I can explain this to my friends. People change their minds. How embarrassing can it be, really? Besides, the first few months are exhilarating, remember? The race to get it on paper—on screen, into the keyboard, whatever—it’s a rush. A kick. It’s better than doing drugs. (That’s a good line. I wonder if the buzz, the electric-tingly-warmth washing across my skin like the tide coming in under a storm warning, the confidence-arrogance-triumph-joy feeling of being on a high, on a roll, in the zone of creating is anything like drugs. How could it be? But what if you know what this is like and then you can’t get it again? Don’t you go through withdrawal, break out in hives, get desperate, fantasize about breaking into an ATM, no wait, something simpler—stealing the bingo money—to go buy some drugs and find out if it’s the same?)

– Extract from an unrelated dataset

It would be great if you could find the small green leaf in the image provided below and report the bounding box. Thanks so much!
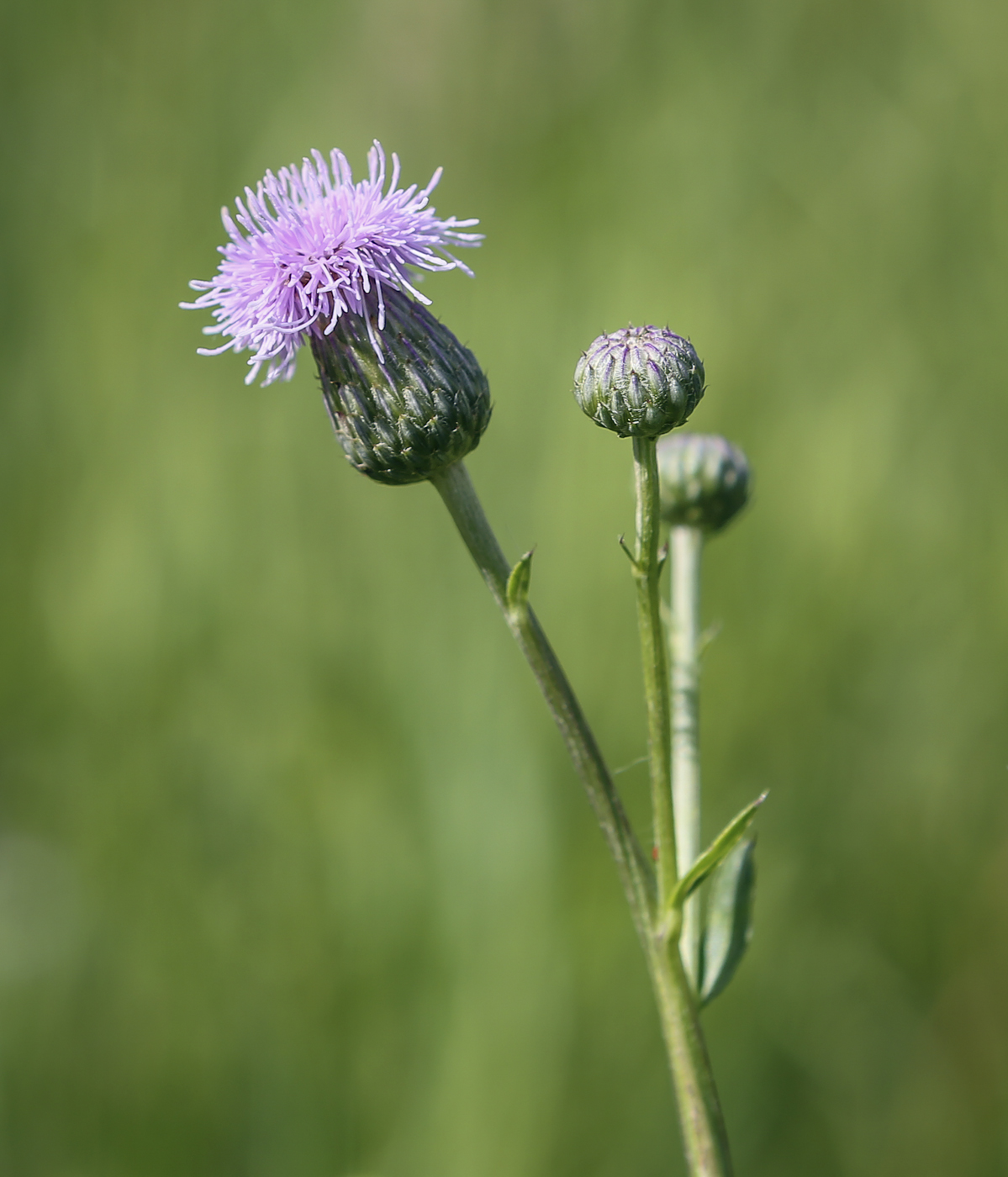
[671,794,767,907]
[505,552,532,621]
[699,838,756,1005]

Okay, I’m back. See, that’s the kind of weird tangent I go off on all the time. Chasing butterflies and crossing county lines so I end up in another color on the map, face to face with the pockmarked troll living under the bridge who roars his displeasure at passers-by. We writers call this research. “No, don’t worry about me, I’m just researching my book…” “Gotta go do some more research…” Let me tell you, there’s always more research.
So. Research dominates my life. I dig through files all weekend, read background material over lunch, track people down and ask a zillion questions, think a lot. Am I remembering something or making it up? Google is my new best friend. I worry about printing out too many unrelated articles instead of going paperless. I look up more words than I ever did before, when I used to just pretend I knew what all of them meant. Now I have to look them up in French or Farsi too, and zut! alors! some imaginary machine gets unplugged in my head, like the clicking beads of an abacus, calculating calculating calculating how I can work them into the essay.

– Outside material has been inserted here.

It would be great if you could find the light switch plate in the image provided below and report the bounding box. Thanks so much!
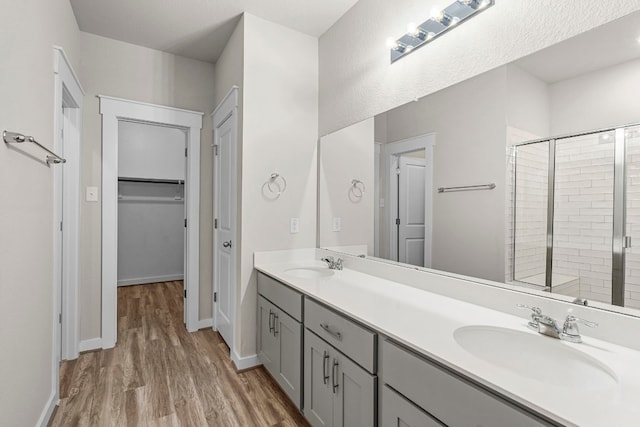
[331,217,342,231]
[289,218,300,234]
[85,187,98,202]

Now the book has some tangible form, and I’m into the just-get-through-the-day phase. Is it humanly possible to do this? Oh yeah, now I remember why I said I’d never do this again. Trust me, it gets worse. I should’ve bought stock in Excedrin. Sleep becomes a rare commodity as I stay up too late and get up too early to carve out book time. Long before reaching a compromise point between structuring the book and executing the book, I’ve become a social recluse, my time claimed for generating email, experimenting with layouts, manipulating image files, creating the index, answering email, reveling in the ah-ha moments… and writing. Which means rewriting. Rewriting again, and then re-rewriting as the book project morphs into some malevolent moving walkway drawn by Pixar animators, daring me to keep pace.
Addicting? Oh yeah. But glamorous? You gotta be kidding me.